According to the majority, remand was proper because the two issues were not finally decided but are to be subject to appropriate means-end review in the court below. But no one could read the views of these three justices as permitting the abortion funding exclusion to be upheld.

Chief Justice Debra Todd and Justice Sallie Mundy would each have affirmed the dismissal of the case on the authority of Fischer. Both would do so even if the state constitution guaranteed a right to abortion, because such a right would not imply a right to abortion funding.

On remand, the lower court will likely strike down the Medicaid funding exclusion but may well not reach the issue of a right to abortion. Under the ERA, the funding discrimination against abortion would not survive heightened scrutiny because it does not directly save any unborn lives at all. The state’s interest is in favoring childbirth, which is the essence of the discrimination the state supreme court majority found.

Similarly, on the Section 26 issue, the funding exclusion plainly discriminates against the statutory civil right to have an abortion. Again, without recourse to the weighty state interest in preserving unborn life, it is likely unconstitutional.

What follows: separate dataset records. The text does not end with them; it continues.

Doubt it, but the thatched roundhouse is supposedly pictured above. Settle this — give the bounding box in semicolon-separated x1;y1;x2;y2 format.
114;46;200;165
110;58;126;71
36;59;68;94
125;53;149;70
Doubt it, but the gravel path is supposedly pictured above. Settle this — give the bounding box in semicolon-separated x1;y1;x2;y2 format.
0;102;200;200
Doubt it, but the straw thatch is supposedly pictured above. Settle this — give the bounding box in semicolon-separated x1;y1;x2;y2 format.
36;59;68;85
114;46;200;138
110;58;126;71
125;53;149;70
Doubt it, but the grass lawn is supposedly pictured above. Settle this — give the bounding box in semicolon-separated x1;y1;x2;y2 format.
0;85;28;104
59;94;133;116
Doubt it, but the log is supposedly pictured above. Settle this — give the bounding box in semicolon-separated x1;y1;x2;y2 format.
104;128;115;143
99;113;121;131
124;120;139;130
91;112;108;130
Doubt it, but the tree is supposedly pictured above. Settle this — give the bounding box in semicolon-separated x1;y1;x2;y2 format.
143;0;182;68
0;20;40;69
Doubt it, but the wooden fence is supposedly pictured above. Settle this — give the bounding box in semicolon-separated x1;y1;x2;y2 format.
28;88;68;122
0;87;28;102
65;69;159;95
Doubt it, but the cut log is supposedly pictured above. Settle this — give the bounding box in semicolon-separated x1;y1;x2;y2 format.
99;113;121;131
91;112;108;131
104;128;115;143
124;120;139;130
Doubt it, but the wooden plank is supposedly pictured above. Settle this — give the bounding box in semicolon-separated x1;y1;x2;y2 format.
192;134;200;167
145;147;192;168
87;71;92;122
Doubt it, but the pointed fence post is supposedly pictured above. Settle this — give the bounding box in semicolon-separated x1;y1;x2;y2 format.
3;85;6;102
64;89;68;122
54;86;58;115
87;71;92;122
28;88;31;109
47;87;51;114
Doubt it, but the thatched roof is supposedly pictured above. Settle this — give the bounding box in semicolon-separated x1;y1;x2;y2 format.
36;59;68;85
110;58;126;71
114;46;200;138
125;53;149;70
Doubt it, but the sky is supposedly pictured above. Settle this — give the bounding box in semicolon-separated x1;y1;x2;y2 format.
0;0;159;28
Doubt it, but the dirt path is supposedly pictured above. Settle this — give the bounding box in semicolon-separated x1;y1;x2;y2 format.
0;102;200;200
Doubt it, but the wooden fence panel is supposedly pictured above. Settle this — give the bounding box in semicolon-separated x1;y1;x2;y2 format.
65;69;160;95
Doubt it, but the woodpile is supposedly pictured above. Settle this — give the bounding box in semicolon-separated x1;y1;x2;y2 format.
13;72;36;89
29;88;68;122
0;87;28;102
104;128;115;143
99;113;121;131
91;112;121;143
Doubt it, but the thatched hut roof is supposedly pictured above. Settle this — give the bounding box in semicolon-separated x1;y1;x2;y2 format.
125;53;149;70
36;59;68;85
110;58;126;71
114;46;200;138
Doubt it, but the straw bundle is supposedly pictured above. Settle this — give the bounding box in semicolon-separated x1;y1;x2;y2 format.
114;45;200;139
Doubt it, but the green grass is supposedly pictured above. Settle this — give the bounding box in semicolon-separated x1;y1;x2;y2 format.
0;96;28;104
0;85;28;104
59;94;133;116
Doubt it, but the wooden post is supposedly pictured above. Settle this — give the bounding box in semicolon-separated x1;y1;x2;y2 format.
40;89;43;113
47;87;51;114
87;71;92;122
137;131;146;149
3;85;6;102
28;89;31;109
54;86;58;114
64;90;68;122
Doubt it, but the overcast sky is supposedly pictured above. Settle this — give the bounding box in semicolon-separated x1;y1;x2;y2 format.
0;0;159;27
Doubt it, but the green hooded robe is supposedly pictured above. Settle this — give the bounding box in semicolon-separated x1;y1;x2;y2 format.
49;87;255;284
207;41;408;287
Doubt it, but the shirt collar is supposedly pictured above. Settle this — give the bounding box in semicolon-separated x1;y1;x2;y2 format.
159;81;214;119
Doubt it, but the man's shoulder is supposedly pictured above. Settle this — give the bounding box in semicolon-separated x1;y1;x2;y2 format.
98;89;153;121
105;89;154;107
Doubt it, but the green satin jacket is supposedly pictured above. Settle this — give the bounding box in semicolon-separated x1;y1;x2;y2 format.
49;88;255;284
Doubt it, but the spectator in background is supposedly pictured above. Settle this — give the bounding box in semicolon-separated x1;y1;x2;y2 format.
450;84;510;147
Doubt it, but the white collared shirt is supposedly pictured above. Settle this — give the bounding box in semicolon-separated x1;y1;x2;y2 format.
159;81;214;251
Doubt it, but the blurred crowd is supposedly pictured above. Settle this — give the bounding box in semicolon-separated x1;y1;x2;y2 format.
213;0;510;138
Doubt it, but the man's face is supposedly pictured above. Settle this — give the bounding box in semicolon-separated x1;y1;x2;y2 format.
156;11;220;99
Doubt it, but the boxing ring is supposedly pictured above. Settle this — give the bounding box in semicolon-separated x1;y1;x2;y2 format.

If the case returns to the Pennsylvania Supreme Court with the funding exclusion struck down without the establishment of a state constitutional right to abortion, would the court reach out to affirm on the basis of such a right? Donahue and Wecht would undoubtedly be tempted to do so, but Dougherty and Todd have already ducked the abortion issue once.  We don’t know about Justices Kevin McCaffery or Daniel Brobson, if he does not again recuse, but a third vote, let alone a fourth, might prove elusive. That would mean that the Pennsylvania Medicaid funding exclusion would be stuck down but no other changes would occur — an important but not politically seismic event.

Whatever one thinks of abortion, it would be a shame if the creative approaches to fundamental rights enunciated by Donahue and Wecht are lost. Donahue argued that the Dobbs reliance on the “deeply rooted in history and tradition” formula is inappropriate for a constitution founded on inherent, that is to say natural, rights, such as the Pennsylvania Constitution. Wecht argued that Dobbs misinterpreted history and that reliance on history itself embeds the sex discrimination we should be rooting out. Their views deserve a wider audience.

Bruce Ledewitz is the Adrian Van Kaam C.S.Sp. Endowed Chair in Scholarly Excellence at Thomas R. Kline School of Law of Duquesne University. The author thanks his research assistants, Jason Whiting and Megan Penn, for their assistance in the preparation of this article.